Enteral Nutrition

Overview & Indications

  • Gold Standard Rule“If the gut works, use it.” Always prefer enteral nutrition (EN) over parenteral nutrition (PN)/total parenteral nutrition (TPN).
  • Physiologic Benefits:
    • Preserves gut mucosal integrity and tight junctions.
    • Prevents bacterial translocation from the gut lumen into systemic circulation.
    • Reduces infectious complications (e.g., avoids CLABSI associated with TPN).
    • Maintains local immune function (GALT/IgA production).
  • Indications:
    • Critically ill patients on mechanical ventilation who cannot eat orally.
    • Severe dysphagia (e.g., acute ischemic stroke, head/neck cancer, neuromuscular disorders).
    • Hypermetabolic states (e.g., severe burns, major trauma) with inadequate oral intake for >3–5 days. c
    • Contraindication to PEG: Advanced dementia with dysphagia. Hand-feeding is preferred; PEG tubes do not prolong life, improve nutritional status, or prevent aspiration pneumonia in this population.

Routes of Administration

  • Short-Term Access (<4 weeks):
    • Nasogastric (NG) tube: Easiest to place.
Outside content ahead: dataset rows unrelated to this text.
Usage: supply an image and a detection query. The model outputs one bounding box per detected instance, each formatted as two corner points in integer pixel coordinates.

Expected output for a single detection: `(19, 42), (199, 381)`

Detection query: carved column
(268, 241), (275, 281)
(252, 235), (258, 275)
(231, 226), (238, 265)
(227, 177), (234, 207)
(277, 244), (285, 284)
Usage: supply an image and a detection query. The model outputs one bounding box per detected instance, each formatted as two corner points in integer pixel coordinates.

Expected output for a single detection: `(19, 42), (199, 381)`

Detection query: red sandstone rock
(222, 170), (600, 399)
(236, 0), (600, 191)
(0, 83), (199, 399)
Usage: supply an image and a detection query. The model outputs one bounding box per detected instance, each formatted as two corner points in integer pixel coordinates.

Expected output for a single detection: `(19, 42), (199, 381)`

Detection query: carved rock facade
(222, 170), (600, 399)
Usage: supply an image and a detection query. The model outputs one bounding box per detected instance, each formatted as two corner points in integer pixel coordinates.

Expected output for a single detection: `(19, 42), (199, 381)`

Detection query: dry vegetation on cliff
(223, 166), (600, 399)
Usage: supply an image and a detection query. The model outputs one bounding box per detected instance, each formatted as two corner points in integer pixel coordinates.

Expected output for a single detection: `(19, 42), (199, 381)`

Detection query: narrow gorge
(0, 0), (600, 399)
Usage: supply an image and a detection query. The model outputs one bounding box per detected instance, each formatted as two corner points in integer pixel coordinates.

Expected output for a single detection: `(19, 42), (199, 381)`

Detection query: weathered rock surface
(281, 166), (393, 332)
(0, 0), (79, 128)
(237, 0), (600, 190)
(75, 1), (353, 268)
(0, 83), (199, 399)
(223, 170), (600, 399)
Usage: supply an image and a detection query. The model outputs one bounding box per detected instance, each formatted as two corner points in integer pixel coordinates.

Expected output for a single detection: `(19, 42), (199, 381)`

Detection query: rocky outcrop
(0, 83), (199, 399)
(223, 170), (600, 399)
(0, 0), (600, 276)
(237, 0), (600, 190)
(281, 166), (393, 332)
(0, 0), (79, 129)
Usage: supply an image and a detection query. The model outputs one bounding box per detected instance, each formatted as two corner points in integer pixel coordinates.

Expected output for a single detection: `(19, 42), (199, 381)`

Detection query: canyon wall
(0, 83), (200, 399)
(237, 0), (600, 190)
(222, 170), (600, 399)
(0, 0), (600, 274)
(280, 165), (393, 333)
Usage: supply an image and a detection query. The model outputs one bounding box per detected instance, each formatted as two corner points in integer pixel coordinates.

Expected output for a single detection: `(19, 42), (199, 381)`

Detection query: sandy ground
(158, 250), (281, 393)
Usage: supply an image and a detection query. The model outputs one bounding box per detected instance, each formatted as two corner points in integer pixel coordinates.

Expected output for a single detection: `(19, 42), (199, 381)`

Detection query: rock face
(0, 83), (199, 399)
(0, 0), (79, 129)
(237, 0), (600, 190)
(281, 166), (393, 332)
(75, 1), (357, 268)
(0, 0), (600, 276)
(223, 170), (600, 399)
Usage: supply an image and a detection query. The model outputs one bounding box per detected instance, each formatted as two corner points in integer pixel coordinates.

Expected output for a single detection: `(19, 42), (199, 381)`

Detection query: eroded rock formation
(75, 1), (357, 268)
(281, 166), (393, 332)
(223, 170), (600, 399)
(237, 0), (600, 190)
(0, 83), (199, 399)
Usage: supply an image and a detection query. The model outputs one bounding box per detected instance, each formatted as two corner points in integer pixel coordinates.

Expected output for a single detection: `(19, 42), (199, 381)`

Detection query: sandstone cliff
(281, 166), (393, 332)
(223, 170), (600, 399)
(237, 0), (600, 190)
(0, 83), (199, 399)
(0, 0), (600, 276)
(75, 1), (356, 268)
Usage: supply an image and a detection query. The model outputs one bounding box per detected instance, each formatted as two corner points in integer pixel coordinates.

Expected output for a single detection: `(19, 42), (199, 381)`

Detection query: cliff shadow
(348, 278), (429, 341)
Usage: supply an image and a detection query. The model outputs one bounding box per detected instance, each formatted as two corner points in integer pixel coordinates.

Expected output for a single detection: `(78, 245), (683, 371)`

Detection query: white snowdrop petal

Standard initial route. Requires normal gastric emptying.
    • Nasoduodenal (ND) / Nasojejunal (NJ) tube: “Post-pyloric” tubes. Indicated if there is high aspiration risk, severe GERD, or gastroparesis.
  • Long-Term Access (>4 weeks):
    • Percutaneous Endoscopic Gastrostomy (PEG): Tube placed directly into the stomach.
    • Jejunostomy (J-tube): Placed into the jejunum. Preferred if gastric pathology exists (e.g., prior gastrectomy, severe gastroparesis).